Just one day prior to the one-year anniversary of the HTML5 standard’s first publishing, it’s clear that web and app developers alike have benefited substantially from the flexibility and robust functionality offered by HTML5. The wide range of advantages realized for web development are being reflected in mobile app development, which in itself is a growing sector in light of the growing proliferation and diversification of devices (especially mobile devices) and operating systems.
Strategy Analytics (News - Alert) recently announced the results of its 6th Annual Developer Survey, which surveyed a range of mobile app developers and gathered data regarding their attitudes toward devices, platforms, developer programs and other important aspects of app development. One of the key findings from this survey was that HTML5 is showing the strongest predicted growth (20 percent) of all the technologies for building native and web apps, demonstrating how the strength of the standard is allowing it to expand into new areas.
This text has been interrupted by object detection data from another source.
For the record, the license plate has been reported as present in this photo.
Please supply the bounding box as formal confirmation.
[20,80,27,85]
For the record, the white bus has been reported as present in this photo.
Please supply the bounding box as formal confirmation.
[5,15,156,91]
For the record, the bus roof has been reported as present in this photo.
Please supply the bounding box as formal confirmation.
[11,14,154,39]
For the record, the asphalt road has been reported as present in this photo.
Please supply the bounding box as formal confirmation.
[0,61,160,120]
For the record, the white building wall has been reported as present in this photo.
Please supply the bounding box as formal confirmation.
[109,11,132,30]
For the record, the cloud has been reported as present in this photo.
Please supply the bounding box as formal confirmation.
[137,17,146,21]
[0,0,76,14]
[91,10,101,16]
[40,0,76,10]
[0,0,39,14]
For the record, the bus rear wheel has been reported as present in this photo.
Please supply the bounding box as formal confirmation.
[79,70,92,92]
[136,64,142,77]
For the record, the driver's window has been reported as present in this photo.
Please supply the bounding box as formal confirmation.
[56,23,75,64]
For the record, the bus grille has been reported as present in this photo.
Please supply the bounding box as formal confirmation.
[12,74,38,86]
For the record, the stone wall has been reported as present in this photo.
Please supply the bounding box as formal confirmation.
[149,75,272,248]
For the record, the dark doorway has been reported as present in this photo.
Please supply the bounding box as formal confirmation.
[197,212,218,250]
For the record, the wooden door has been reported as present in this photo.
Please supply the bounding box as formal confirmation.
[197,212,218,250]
Furthermore, new developers are entering the field with specific HTML5 training, while some of the more established ones are focusing on expanding their skillset. That’s led to a steady rise of HTML5 usage, from 33 percent in 2013 to today’s level of 39 percent of developers. Nevertheless, only 14 percent of developers implement HTML5 as their primary technology, a number that increased from 7 percent over the past two years.
In line with this trend is the deepening focus on smartphone devices, with 92 percent of developers reporting support for smartphone apps within the next year, followed by 84 percent for tablet apps and 36 percent for desktop. HTML5’s non-exclusive focus on mobility has facilitated cross-platform development, which is necessary in reaction to the simultaneous fragmentation of mobile devices and increased demand for consistent app experiences and availability.
2016 will assuredly bring continued expansion of HTML5 adoption as consumers benefit from the universal interface improvements and the increased convenience enabled by more effective app development. Some developers have embraced the standard, while others are still taking their time getting used to it, but we can look forward to a more fluid, interconnected Internet of the future.